Yeah. Yeah. Pretty much right on. What they'll do is if they detect any eye misalignment, and sometimes parents are good at noticing that, and sometimes you take a picture and one eye got the red eye reflex and the other one didn't, and sometimes people notice that their kid's eyes are sort of turning in, it seems like too much.

Sometimes there's what's called pseudostrabismus, which is where actually, depending on your anatomy, if you have a little extra skin sort of on the inside corners of your eyes, it makes your eyes look turned in when actually they're straight. But if your eyes are actually turned in, or slightly less common in children, more common in adults, misalignment turned out, it's really important to correct that early.

And the reason is, as you were saying, the brain starts ignoring it. It fails to fully develop the strong connections for the data coming in from one of those two eyes into the brain. And if you pass certain sort of thresholds during development, during childhood, without correcting that connectivity, getting those two eyes to work together properly, you can permanently lose that.

And so we used to use very sort of gross numbers, like it's fully correctable if you can intervene before age three. It's partly correctable if you can intervene before age six. You got a chance before age nine. But it turns out in follow-on studies that even kids into their young teens have a shot at correcting that eye-brain connection, that amblyopia, that loss of vision that can occur during early development.

So even if you're only unfortunately detecting that later on in childhood, or even sort of the tween years, or early teen years, it's still worth a try to really push to retrain the weaker eye and then also realign the muscles so that they can work together to keep the eyes focused.

I'll tell you, it's interesting, and there's a lot more to learn about brain plasticity and probably a lot of really cool new therapies yet to discover that could reopen what's called critical period plasticity, this plasticity that we have during development that kind of goes away as we age.

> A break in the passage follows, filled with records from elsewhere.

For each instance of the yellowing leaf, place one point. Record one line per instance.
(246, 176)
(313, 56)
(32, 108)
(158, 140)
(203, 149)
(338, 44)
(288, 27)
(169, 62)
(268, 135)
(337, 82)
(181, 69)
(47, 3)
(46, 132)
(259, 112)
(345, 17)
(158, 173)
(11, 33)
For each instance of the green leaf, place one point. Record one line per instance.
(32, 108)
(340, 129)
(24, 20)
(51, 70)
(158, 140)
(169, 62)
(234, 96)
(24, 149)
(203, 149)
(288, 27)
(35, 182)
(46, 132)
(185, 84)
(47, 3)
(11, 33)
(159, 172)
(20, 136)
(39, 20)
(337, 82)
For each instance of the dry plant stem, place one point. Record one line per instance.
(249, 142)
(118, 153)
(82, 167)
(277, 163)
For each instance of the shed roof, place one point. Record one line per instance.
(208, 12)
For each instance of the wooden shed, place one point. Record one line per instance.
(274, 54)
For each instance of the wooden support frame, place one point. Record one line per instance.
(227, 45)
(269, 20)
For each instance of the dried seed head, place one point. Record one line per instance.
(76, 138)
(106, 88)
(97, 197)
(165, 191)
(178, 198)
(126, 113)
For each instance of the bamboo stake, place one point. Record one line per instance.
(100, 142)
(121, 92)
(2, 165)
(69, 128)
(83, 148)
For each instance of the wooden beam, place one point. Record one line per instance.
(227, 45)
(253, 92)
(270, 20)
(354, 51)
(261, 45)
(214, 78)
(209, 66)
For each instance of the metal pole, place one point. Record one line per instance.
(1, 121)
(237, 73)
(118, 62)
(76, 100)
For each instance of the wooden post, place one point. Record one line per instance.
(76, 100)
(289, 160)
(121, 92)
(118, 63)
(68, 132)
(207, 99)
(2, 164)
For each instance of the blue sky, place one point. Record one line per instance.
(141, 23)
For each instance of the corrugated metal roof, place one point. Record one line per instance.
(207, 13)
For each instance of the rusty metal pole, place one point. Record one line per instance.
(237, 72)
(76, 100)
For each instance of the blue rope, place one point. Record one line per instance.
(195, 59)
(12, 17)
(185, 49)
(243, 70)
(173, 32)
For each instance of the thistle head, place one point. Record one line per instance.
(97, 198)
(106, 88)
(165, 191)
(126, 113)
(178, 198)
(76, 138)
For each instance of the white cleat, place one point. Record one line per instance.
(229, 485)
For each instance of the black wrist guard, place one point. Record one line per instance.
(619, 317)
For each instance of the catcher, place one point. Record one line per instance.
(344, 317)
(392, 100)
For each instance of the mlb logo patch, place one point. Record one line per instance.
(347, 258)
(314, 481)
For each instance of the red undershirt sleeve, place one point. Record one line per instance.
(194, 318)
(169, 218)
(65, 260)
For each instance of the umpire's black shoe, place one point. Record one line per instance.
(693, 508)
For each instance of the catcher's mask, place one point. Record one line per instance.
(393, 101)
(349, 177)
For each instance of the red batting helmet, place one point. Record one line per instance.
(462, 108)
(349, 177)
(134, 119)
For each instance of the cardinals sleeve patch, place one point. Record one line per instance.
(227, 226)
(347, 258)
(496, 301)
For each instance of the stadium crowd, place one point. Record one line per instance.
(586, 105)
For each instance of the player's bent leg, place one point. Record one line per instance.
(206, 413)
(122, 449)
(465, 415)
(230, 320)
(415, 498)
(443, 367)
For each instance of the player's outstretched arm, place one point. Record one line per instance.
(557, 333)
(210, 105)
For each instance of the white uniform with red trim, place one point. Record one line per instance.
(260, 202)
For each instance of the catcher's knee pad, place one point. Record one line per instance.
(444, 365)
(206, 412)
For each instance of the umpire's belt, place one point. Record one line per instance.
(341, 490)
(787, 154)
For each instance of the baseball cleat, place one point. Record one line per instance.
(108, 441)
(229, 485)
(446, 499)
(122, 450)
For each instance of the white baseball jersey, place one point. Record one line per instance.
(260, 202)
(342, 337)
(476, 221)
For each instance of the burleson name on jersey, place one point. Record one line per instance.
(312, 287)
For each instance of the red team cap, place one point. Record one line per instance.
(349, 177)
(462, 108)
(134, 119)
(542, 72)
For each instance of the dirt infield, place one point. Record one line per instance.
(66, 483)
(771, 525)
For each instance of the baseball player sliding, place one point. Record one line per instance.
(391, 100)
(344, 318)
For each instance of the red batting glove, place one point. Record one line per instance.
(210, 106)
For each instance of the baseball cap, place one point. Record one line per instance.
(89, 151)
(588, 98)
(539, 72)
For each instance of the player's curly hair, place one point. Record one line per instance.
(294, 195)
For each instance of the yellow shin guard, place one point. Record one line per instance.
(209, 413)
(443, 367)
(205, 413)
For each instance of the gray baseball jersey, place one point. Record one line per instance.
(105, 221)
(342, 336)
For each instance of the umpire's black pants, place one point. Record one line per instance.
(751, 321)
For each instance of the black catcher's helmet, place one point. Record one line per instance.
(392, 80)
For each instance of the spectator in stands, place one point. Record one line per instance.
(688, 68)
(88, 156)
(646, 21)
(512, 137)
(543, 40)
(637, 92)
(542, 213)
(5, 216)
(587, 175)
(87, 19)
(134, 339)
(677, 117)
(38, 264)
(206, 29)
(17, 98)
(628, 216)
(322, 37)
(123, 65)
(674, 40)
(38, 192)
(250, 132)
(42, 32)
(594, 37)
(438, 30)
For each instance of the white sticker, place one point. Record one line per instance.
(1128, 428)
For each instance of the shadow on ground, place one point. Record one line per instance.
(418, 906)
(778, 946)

And that critical period plasticity, as you know, has been the best studied actually in the visual system.

And the idea that we could reopen that is really fantastic. But for different parts of that eye-brain connection, there's different periods for critical period plasticity. For example, even if you get the amblyopic eye to see well again and then you realign the eyes and now they're working together, a lot of kids will never recover full depth perception, stereopsis, the use of two eyes to see depth, for example.

So why that part of the brain doesn't correct as well as the visual acuity or central vision part of the brain, I'm not sure if we understand that yet.